Greece’s financial problems evidently were weighing on investors’ fevered brains on Friday. Grexit hysteria, which resurfaces every couple of months like a stubborn rash, was thought by some to have triggered a global selloff in stocks that saw the Dow Industrials fall by 1.54% and Germany’s DAX plunge even harder, suffering a 2.58% decline. Don’t they ever learn? First of all, no matter what you read, Greece will not be leaving the EU any time soon. That’s because the consequences are not only unpredictable, but potentially catastrophic. Despite attempts by the spinmeisters and their news media lackeys to convince us that the impact of cutting Greece loose from the eurozone would have but a minor impact on Europe’s economy, we know better.
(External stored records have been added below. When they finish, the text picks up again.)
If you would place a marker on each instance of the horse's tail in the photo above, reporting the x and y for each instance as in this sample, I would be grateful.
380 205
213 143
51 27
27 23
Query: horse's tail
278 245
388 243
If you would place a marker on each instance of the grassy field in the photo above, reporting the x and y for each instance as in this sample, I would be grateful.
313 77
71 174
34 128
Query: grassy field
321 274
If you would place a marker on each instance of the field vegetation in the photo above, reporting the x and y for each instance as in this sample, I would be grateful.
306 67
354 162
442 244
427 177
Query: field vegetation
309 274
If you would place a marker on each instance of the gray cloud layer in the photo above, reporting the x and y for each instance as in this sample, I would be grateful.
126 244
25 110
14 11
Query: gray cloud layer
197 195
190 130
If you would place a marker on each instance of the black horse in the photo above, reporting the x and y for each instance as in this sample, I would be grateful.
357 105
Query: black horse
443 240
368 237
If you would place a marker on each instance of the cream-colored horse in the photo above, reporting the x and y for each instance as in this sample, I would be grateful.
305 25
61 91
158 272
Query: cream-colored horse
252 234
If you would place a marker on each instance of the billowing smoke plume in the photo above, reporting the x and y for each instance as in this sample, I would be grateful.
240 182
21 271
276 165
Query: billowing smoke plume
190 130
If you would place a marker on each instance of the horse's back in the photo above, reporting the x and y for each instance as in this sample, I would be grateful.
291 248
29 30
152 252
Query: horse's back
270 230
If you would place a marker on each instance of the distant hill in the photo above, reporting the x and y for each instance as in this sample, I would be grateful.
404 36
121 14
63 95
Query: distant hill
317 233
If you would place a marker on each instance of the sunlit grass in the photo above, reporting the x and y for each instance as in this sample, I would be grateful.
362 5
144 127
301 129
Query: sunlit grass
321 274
We’ve already seen how the bookkeeping problems of an obscure bank in Cyprus nearly toppled the global financial system. It’s a house of cards, as the banksters well understand, and that’s why the EU is unlikely to kiss off Greece, its puny economy and rinky-dink banks.
Shortening Athens’ Leash
Also, no matter how deeply Greek’s socialist government and the rabble that voted it into power dig in their heels to resist “austerity,” Greeks would starve if they had to pay in drachmas for what they consume. That is why they will do whatever it takes to keep on borrowing. And while we’re on the subject of austerity, let’s be clear about one thing: It was not imposed on Greece by creditor nations, but by the fact that Greece is broke and no one wants to lend them more money. They will, though, and soon, since letting Greece fend for itself would be too dangerous an experiment for an enterprise as shaky and irresolute as the European Union. More likely, we shall soon be reading about how EU banks, while continuing to lend to Greece, have put Athens on a very short leash, tightening controls on the movement of capital out of the country. In the meantime, investors can rest assured: the banksters will continue to lend, and the silly game will go on.